他にも、デニー・ザイトリンとかヤンシー・キョロシーやミシャ・メンゲルベルグのような、「キレたヨーロッパ人」のピアノも「おぉ、怖ぇ」とニヤニヤしながら聴くのも変態チックな愉しみのひとつだが、おっと、忘れてはいけない、もう一人思い出した。
この人を忘れてはいけませんね、エディ・コスタ。
ピアニストであると同時にヴァイヴ奏者でもある。
むしろ、ヴァイヴ奏者としての仕事のほうが多いくらいの人だったが、彼のピアノはものすごく独創的であることは間違いない。
いや、独創的過ぎ。
だから、ヴァイヴ奏者としての仕事依頼が多かったのかも。
そういった意味では、徹頭徹尾ピアノに徹した本作『ハウス・オブ・ブルー・ライツ』は非常に貴重な記録といえる。
なにせ、コスタはリーダー作を5枚出しているが、ピアノ・オンリーのリーダー作は、あとにも先にもこれ1枚こっきりなんだから。
そう、わずか31歳で夭折してしまったピアニストなのだ。
こういう硬質でおっかねぇピアノ大好き。
音色に関しては、トリスターノのような硬さを感じる。
フレーズのほうも、脈絡がありそうで、なかったり、あったり。
頭が良すぎる人の、思考が4回り半をした、常人には及びもつかないモノローグを聴いているようでもある。

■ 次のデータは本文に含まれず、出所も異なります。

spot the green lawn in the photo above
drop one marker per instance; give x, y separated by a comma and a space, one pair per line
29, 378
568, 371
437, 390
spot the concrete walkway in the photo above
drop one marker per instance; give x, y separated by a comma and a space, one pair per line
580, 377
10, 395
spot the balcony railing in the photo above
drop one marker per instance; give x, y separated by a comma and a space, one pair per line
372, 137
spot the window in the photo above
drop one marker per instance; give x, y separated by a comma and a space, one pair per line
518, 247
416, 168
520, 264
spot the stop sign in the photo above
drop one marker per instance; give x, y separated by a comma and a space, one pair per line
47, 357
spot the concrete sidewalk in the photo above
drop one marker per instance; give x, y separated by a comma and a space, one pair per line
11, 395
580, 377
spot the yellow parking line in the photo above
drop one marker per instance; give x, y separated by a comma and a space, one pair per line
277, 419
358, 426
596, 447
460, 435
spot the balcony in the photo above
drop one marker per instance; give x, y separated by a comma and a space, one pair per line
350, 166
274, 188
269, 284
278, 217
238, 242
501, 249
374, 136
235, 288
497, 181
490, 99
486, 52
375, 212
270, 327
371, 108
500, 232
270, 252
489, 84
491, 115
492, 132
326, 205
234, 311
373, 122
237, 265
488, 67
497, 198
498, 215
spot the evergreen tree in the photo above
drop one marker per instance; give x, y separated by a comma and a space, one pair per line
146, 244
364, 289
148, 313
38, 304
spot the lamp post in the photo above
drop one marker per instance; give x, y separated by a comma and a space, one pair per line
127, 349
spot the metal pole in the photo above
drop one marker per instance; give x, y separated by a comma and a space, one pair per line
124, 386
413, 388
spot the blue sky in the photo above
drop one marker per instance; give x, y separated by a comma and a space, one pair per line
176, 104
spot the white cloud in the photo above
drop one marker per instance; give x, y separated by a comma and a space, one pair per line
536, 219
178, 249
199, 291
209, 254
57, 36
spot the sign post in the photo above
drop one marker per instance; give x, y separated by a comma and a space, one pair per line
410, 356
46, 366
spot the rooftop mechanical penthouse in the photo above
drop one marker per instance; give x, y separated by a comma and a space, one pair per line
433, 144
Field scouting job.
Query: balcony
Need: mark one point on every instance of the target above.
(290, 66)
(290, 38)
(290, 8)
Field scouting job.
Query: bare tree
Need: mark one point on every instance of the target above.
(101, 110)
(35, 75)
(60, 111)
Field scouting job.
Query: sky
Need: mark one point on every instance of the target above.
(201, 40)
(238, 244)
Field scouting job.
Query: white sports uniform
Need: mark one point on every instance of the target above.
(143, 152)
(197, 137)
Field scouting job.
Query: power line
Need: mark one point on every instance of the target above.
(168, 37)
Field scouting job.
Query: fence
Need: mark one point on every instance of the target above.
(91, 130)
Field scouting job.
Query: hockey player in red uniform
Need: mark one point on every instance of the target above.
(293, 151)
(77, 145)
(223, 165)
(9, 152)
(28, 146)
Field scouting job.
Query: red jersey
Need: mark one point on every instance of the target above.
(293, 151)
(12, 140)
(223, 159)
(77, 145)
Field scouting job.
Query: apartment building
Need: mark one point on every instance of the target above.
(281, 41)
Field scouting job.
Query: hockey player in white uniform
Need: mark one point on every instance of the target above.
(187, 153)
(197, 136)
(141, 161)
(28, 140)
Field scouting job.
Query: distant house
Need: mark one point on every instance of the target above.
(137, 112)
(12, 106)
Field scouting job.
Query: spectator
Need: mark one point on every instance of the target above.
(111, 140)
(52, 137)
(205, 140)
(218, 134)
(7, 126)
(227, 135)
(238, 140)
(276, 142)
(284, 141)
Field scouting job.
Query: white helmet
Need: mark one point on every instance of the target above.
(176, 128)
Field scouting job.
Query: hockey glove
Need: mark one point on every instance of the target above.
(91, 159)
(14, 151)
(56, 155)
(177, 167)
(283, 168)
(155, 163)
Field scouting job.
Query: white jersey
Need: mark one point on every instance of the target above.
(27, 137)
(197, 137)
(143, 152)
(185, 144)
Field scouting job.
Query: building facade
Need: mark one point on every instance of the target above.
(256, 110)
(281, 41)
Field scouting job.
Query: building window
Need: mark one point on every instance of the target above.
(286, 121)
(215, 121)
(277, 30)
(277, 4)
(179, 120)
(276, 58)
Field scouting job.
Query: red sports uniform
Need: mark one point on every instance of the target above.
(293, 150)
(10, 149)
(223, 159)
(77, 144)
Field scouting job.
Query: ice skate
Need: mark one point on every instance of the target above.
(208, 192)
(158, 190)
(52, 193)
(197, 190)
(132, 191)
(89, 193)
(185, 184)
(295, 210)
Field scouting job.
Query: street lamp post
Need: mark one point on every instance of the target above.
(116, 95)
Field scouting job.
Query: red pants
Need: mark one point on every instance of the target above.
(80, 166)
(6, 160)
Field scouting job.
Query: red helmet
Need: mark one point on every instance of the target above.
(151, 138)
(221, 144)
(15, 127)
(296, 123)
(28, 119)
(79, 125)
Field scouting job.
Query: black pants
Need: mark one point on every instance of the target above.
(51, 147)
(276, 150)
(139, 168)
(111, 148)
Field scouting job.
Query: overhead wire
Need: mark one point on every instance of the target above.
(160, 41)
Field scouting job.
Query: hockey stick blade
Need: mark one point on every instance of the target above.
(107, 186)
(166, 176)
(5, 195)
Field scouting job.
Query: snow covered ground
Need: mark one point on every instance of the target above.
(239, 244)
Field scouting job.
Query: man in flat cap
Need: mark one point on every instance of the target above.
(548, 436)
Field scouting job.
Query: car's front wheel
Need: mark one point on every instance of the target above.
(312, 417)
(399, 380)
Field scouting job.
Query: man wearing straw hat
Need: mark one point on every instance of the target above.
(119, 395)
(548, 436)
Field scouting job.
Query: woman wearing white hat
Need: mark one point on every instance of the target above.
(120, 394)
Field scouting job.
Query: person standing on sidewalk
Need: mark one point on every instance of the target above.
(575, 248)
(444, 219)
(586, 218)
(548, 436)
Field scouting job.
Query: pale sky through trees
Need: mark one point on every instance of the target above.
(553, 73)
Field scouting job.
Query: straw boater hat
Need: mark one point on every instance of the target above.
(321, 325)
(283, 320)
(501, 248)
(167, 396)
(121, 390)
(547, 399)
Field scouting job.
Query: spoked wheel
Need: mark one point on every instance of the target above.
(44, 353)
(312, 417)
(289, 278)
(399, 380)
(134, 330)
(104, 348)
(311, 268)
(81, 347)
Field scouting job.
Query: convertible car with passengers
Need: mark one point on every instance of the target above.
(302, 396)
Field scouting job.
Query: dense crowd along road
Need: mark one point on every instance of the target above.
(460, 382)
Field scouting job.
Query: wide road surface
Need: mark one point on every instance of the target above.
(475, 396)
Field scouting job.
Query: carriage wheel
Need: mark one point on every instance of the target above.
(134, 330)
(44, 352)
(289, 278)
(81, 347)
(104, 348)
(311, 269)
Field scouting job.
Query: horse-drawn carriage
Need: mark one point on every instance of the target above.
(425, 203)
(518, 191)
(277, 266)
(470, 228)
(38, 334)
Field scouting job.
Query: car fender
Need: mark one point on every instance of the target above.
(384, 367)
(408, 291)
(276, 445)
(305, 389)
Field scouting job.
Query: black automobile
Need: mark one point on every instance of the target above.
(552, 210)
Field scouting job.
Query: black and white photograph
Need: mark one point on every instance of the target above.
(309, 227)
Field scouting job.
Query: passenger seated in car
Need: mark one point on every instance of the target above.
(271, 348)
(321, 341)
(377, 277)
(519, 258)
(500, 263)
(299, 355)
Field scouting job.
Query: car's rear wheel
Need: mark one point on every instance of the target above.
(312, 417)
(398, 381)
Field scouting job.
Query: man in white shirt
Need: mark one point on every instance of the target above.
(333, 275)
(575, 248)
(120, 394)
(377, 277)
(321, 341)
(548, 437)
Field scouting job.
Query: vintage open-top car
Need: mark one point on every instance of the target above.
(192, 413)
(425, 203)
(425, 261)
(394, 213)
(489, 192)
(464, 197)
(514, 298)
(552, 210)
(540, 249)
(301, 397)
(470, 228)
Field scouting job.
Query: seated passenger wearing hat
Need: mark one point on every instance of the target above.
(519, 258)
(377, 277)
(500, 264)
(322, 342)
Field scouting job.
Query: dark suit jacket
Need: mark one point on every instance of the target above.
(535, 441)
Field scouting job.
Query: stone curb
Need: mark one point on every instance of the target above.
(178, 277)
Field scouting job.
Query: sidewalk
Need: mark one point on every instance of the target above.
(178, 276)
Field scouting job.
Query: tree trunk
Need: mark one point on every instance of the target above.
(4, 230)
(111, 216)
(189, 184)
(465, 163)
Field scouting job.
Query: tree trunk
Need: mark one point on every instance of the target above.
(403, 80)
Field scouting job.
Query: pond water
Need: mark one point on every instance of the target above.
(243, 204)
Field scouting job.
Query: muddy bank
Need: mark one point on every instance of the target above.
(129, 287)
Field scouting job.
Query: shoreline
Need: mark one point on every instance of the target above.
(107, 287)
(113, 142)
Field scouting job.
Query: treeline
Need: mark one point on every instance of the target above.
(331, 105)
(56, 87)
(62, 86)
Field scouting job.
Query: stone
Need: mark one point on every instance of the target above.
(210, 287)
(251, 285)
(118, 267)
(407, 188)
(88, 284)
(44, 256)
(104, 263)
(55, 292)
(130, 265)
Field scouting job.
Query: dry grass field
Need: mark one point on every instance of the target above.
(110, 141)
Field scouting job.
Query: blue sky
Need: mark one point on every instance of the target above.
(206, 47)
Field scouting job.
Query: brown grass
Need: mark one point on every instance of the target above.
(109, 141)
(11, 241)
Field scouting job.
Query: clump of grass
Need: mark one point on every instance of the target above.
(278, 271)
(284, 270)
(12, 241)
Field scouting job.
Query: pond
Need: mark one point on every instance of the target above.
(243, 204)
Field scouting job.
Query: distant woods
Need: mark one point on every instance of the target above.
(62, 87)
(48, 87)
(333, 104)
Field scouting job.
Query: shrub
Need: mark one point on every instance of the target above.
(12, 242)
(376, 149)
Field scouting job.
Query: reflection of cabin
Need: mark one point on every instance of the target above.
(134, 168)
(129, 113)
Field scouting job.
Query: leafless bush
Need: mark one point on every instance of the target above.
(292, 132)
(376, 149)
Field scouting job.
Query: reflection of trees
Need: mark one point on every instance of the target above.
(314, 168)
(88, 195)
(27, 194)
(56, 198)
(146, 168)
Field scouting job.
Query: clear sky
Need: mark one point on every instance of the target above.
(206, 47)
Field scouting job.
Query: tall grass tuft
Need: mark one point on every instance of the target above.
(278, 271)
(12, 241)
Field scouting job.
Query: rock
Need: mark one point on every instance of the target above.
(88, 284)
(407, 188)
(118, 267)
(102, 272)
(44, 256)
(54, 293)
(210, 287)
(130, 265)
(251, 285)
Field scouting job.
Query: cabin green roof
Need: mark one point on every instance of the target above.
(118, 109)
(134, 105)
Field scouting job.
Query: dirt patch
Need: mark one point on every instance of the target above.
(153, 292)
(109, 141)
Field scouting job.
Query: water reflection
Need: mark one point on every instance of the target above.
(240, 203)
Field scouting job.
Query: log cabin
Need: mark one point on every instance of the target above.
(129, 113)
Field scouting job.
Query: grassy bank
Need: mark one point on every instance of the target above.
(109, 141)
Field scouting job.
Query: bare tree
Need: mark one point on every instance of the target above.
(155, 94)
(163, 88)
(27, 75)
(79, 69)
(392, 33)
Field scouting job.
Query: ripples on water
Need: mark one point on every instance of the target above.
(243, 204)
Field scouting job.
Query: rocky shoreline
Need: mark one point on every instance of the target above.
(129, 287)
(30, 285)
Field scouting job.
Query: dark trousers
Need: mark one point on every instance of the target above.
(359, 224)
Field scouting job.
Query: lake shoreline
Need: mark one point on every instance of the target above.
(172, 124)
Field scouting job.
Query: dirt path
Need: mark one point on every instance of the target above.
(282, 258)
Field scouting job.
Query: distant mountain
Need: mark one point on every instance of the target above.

ポツリポツリと意味ありげな言葉を吐いたかと思うと、一気に長いセンテンスでセリフをまくしあげ、そうかと思ったら突然黙り、あるとき突然フレーズが叫びだす。
これを味わえるのは、なんといってもタイトル曲。
長めの演奏の中、たっぷりとコスタのピアノの「ヘンっぷり」を味わえる。
是非是非、このヘンだけど、なぜかとても気持ちの良い感覚を味わって欲しい。
クセになりますよ♪
そういえば、山中千尋も時折、低音でゴリゴリとシングルトーンを弾きまくる演奏があるが、その音の佇まいはトリスターノ的でもありながらも、どこかエディ・コスタを彷彿とさせるものもある。
あまりメジャーなピアニストではないが、いわゆるミュージシャンズ・ミュージシャン的な存在なのかな?コスタは。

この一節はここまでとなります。